Direct connect links a hosting provider to the Amazon cloud on a private network connection, bypassing the Internet and its performance issues and security scares.
Amazon announced Direct Connect in August, along with other security services to make enterprises feel safer with AWS.
At that time, Direct Connect was only available in Virginia, connecting to Amazon's US-East AWS data center. Today, Amazon brought direct connect to hosting provider locations in California, Ireland, Singapore and Tokyo.
Amazon also promises that direct connect is cheaper to use than transferring large chunks of data over the Internet. But Amazon isn't making this service as friendly to enterprises as it could. It isn't offering contractual performance promises known as a service-level agreement, notes Computerworld.

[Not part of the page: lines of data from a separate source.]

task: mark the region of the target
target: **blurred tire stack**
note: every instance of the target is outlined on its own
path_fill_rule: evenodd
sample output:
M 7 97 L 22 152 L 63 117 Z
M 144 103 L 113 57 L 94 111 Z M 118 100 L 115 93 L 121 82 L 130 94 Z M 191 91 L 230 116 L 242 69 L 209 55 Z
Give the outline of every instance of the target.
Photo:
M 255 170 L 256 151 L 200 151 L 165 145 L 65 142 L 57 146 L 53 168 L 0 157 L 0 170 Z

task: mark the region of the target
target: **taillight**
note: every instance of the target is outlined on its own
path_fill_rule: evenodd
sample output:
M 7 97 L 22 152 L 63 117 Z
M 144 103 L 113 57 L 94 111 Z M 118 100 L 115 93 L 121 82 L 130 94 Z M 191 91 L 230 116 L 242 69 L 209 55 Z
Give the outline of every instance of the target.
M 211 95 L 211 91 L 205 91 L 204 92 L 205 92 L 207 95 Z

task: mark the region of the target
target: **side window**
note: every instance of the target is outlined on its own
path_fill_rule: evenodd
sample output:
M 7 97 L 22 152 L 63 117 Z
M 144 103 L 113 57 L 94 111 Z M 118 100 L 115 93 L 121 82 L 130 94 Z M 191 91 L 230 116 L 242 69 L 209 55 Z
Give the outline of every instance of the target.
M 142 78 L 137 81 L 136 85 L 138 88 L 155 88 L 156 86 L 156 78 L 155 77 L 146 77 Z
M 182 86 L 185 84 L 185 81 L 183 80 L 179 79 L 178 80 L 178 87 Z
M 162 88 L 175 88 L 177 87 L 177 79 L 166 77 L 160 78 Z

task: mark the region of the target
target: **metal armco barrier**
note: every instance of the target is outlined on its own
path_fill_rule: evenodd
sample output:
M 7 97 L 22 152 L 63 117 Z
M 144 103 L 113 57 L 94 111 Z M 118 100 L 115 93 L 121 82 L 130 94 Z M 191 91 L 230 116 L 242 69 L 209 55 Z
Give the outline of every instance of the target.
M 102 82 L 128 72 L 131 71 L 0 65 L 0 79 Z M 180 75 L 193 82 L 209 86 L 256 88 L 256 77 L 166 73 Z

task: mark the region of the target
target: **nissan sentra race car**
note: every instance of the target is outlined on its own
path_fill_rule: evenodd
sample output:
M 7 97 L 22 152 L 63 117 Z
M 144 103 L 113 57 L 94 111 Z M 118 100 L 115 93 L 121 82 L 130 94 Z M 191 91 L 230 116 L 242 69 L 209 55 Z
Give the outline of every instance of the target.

In August, Amazon launched another service that gives users their own private piece of Amazon's cloud, known as the Virtual Private Cloud. While applications would still be sharing the actual physical servers and network gear, VPC uses software to trick applications into thinking they have that stuff all to themselves. Enterprises can control their VPC much like they control a private data center.
Between direct connect and VPC, Amazon is trying to compete with so-called "private clouds" being pushed by just about every vendor out there that sells hardware, like IBM, HP, Oracle, and EMC, and many that sell software like Microsoft. Private cloud is a term for setting up a company's own data center so that applications can share hardware, storage and the network.